Kenan & Kel is an American buddy comedy sitcom created by Kim Bass. The show originally aired on the Nickelodeon network for four seasons, from July 15, 1996, to July 15, 2000. Set in Chicago, Illinois, the series follows mischievous Kenan Rockmore (Kenan Thompson) and his happy-go-lucky best friend Kel Kimble (Kel Mitchell), who go on a number of misadventures.

The show features Kenan's family, which consists of his father Roger (Ken Foree), mother Sheryl (Teal Marchande), and younger sister Kyra (Vanessa Baden). The show also features Kenan's boss Chris Potter (Dan Frischman). Kenan & Kel features appearances from a number of guest stars, including game show host/radio disc jockey Bob Eubanks, basketball player Ron Harper, and singer Britney Spears.

It won the "Favorite TV Show" award at the 1998 Kids' Choice Awards. After the conclusion of the series, it was followed by the television film Two Heads Are Better Than None (2000).

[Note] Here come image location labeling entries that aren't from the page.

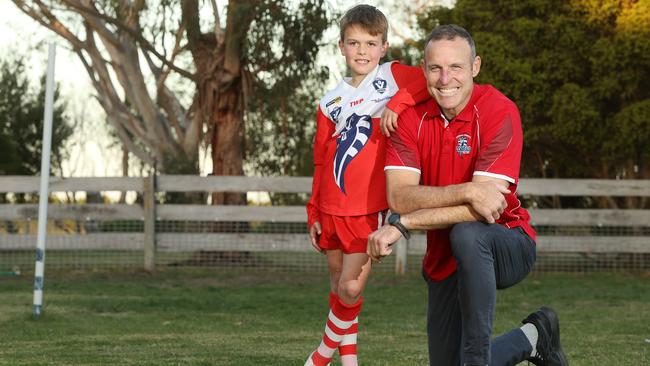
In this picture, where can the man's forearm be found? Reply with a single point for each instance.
(439, 218)
(405, 199)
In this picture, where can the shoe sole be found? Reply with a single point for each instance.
(554, 322)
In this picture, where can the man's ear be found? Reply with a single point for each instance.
(476, 66)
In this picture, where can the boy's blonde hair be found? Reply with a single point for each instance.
(367, 17)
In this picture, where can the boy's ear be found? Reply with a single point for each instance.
(384, 49)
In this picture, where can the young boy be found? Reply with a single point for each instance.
(348, 198)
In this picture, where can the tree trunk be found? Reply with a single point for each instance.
(227, 142)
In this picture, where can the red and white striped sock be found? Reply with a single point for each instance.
(348, 346)
(341, 317)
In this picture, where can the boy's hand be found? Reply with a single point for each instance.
(380, 242)
(388, 122)
(314, 235)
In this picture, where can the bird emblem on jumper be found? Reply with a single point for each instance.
(351, 140)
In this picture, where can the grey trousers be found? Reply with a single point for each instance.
(461, 308)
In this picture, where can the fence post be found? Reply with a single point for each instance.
(401, 251)
(149, 198)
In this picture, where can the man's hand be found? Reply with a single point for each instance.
(314, 235)
(380, 242)
(487, 199)
(388, 122)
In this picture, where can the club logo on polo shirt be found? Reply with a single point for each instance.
(462, 145)
(349, 143)
(380, 85)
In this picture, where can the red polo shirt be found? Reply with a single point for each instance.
(484, 139)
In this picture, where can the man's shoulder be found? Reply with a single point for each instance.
(493, 101)
(426, 108)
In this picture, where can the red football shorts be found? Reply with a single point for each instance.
(348, 233)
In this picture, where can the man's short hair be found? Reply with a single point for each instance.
(367, 17)
(449, 32)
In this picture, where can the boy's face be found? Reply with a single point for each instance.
(362, 51)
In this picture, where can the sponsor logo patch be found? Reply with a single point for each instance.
(336, 100)
(380, 85)
(335, 113)
(356, 102)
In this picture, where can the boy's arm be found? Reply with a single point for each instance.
(324, 129)
(412, 87)
(412, 90)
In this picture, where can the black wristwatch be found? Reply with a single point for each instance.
(393, 220)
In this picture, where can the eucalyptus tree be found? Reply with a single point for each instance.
(171, 74)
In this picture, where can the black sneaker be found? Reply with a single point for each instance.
(549, 351)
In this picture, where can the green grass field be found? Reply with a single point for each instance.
(203, 317)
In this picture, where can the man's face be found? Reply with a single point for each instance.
(362, 51)
(450, 70)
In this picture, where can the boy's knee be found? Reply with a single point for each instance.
(349, 291)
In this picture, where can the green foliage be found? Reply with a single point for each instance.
(579, 72)
(284, 40)
(21, 123)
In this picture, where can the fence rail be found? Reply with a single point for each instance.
(151, 240)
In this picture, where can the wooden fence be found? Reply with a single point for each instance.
(150, 242)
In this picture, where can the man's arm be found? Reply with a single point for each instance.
(483, 197)
(380, 241)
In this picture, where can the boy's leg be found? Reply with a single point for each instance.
(356, 269)
(488, 257)
(339, 321)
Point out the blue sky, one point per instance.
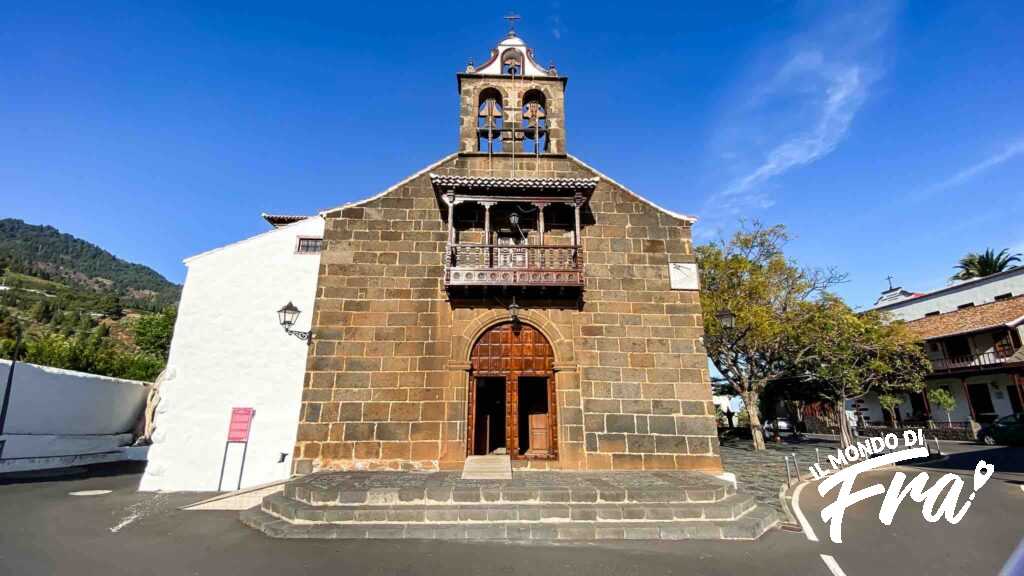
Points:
(888, 137)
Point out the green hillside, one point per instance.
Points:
(45, 252)
(80, 307)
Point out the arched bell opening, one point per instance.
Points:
(535, 122)
(489, 121)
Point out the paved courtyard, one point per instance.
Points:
(762, 474)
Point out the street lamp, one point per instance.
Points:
(287, 317)
(726, 319)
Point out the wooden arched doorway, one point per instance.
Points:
(512, 400)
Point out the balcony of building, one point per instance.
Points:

The first two seasons were taped at Nickelodeon Studios at Universal Studios Florida. The last two seasons were taped at the now closed theater Nickelodeon on Sunset in Los Angeles, California.

Premise
Set in Chicago, Illinois, Kenan & Kel follows Kenan Rockmore and Kel Kimble, a pair of high school students who go on various misadventures, which usually occur as a result of Kenan devising a scheme to get rich quick, or avoid trouble with his elders. These schemes are often foiled as a result of Kel's aloof nature and clumsiness.

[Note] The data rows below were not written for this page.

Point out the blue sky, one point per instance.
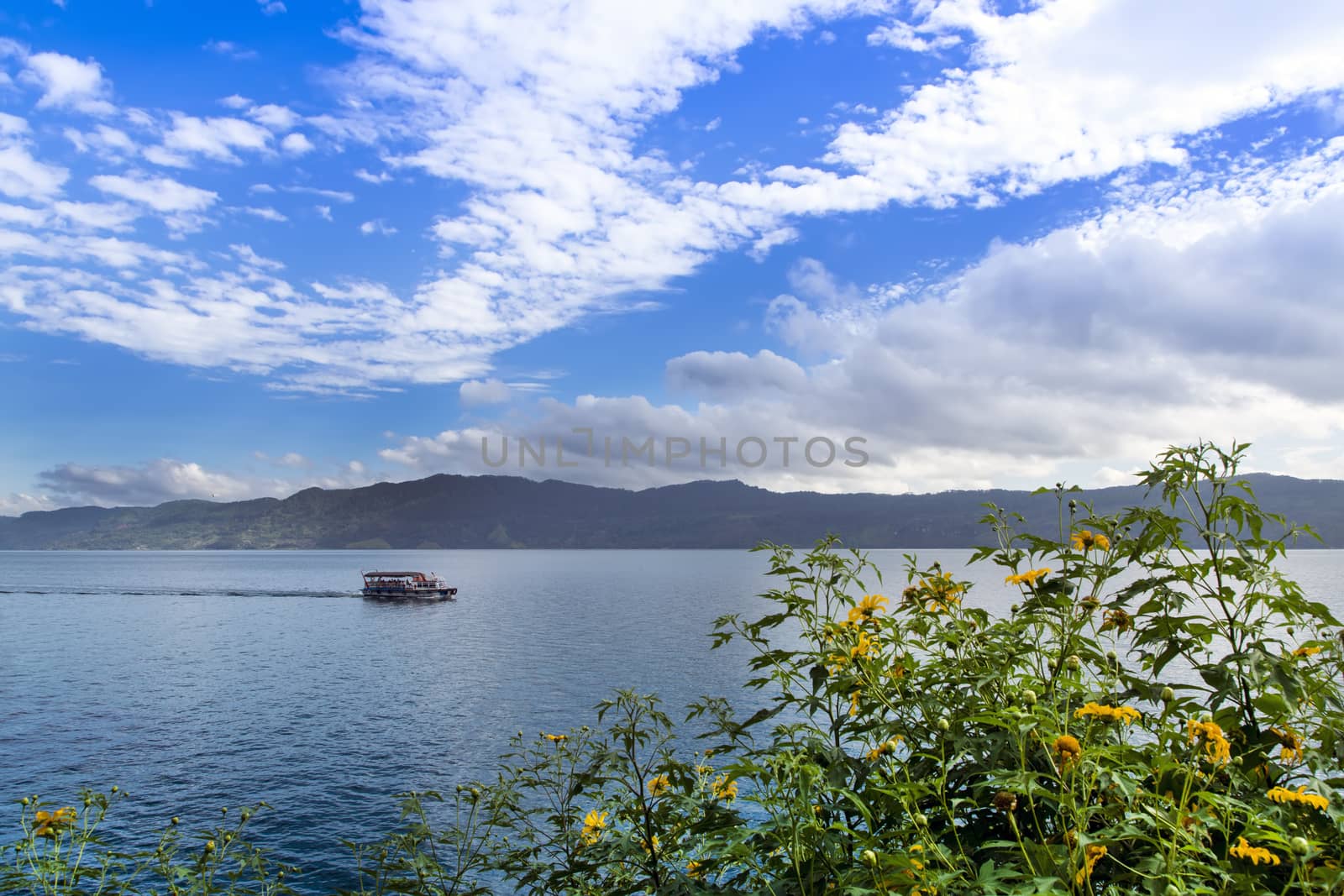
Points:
(257, 246)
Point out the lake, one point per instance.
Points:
(198, 680)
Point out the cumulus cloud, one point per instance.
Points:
(376, 226)
(1062, 92)
(568, 211)
(228, 49)
(160, 194)
(296, 144)
(475, 392)
(154, 483)
(1075, 355)
(67, 82)
(175, 479)
(210, 137)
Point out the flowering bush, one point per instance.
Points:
(1162, 712)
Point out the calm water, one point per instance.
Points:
(198, 680)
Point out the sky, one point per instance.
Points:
(844, 246)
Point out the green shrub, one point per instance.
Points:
(1162, 712)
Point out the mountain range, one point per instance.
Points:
(501, 511)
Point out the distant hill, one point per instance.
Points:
(501, 511)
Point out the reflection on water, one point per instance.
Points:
(197, 680)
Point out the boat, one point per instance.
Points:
(407, 586)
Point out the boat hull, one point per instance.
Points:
(410, 595)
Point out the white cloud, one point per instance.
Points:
(155, 483)
(20, 503)
(904, 36)
(265, 212)
(376, 226)
(248, 255)
(175, 479)
(1063, 92)
(275, 117)
(338, 195)
(160, 194)
(476, 392)
(116, 217)
(69, 83)
(296, 144)
(228, 49)
(108, 143)
(1184, 309)
(22, 176)
(212, 137)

The show employs a number of running gags. Episodes open and close with Kenan and Kel breaking the fourth wall by interacting with a studio audience, standing in front of a red curtain that is placed in front of the main set while they are still in character. Usually they do stuff that relates to the episode itself, for example, in the opening of "The Tainting of the Screw", Kel is seen wearing fishing gear, and the episode is about Kenan choking on a screw that was in his tuna sandwich. A running gag of the openings is Kel never knowing what the night's episode would be about and Kenan refusing to tell him, while the closings frequently feature Kenan coming up with a new scheme, often asking Kel to get various assorted items and meet him somewhere. Frazzled both times, Kel exclaims his catchphrase, "Aww, here it goes!" (which both opens and closes the show).

Production
Kenan & Kel was created by Kim Bass, and stars Kenan Thompson and Kel Mitchell as the title characters. The actors previously starred in the Nickelodeon series All That. Mitchell and Thompson would joke around on the set of All That, which caught the attention of producers, including Bass, who wished to package Thompson and Mitchell in a series. During a hiatus of All That, the producers kept Thompson and Mitchell so they could tape the pilot for Kenan & Kel. Mitchell later expressed fondness working with Thompson on the series. Kenan & Kel was Mitchell's second professional acting performance, having only worked on All That and in amateur theater productions in Chicago beforehand. Thompson's previous experience included a role in D2: The Mighty Ducks (1994). Kenan is the series' straight man, and Kel is his comedic foil.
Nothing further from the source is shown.